Nancy Sinha

Centre for Psoriasis

Psoriasis is a chronic autoimmune disease that causes red, itchy, and scaly patches on the skin. Such patches can be formed anywhere on the body but typically occur on the inside of the elbows, knees, and scalp.

Psoriasis is caused by a complex interplay between the immune system, psoriatic-associated susceptibility loci, autoantigens, and multiple environmental factors. Psoriasis represents a T cell-mediated disease primarily driven by pathogenic T cells that produce high levels of IL-17 in response to IL-23.

The activation and upregulation of IL-17 in pre-psoriatic skin produce a “feed-forward” inflammatory response in keratinocytes.
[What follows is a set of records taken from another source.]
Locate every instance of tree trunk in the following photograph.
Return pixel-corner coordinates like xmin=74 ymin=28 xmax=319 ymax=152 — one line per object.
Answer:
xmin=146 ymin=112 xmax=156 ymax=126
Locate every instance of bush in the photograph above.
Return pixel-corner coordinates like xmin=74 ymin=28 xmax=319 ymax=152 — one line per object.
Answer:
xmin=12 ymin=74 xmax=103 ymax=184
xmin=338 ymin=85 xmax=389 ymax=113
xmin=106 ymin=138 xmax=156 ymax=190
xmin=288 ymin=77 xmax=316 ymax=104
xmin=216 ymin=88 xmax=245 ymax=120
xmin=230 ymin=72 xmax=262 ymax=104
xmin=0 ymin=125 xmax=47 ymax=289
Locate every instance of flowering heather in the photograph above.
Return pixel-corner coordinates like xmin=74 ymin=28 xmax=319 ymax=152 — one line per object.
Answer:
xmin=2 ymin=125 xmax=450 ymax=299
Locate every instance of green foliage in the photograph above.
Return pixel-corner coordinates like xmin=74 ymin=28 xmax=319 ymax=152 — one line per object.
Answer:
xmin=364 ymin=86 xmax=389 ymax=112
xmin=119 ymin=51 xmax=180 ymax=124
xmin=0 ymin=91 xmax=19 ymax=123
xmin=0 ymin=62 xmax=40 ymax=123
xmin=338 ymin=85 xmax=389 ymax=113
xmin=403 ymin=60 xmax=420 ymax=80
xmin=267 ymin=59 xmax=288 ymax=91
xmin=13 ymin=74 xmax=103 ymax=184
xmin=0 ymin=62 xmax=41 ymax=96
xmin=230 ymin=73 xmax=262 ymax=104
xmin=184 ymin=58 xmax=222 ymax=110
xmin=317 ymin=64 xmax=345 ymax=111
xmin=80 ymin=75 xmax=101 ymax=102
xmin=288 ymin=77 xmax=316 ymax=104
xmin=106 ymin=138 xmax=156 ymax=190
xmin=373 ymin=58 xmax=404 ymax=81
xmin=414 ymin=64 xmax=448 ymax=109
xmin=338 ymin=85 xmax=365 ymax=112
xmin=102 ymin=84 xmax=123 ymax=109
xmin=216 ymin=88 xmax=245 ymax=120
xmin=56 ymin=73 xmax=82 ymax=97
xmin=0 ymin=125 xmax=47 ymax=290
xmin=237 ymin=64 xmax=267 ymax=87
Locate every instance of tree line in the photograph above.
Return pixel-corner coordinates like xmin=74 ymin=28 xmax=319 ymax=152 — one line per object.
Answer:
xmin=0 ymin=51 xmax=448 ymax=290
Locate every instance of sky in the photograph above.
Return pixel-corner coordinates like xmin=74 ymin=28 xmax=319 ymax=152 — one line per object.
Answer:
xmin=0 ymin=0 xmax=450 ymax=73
It is self-amplifying and drives the development of mature psoriatic plaques by inducing epidermal hyperplasia, epidermal cell proliferation, and recruitment of leukocyte subsets into the skin.

Psoriasis can be triggered by various factors in genetically susceptible individuals, including trauma, infection (such as streptococcal infection), and medications.

Many abnormalities have been observed involving antigen presentation, activation of NF-Kb signaling pathways, differentiation of T helper cell populations, and enhanced IL-17 response and infiltration of immune cells.

IL-22 and IL-23 stimulate bone formation while Tumor Necrosis Factor (TNF) enhances bone resorption and the IL-17A stimulates both processes.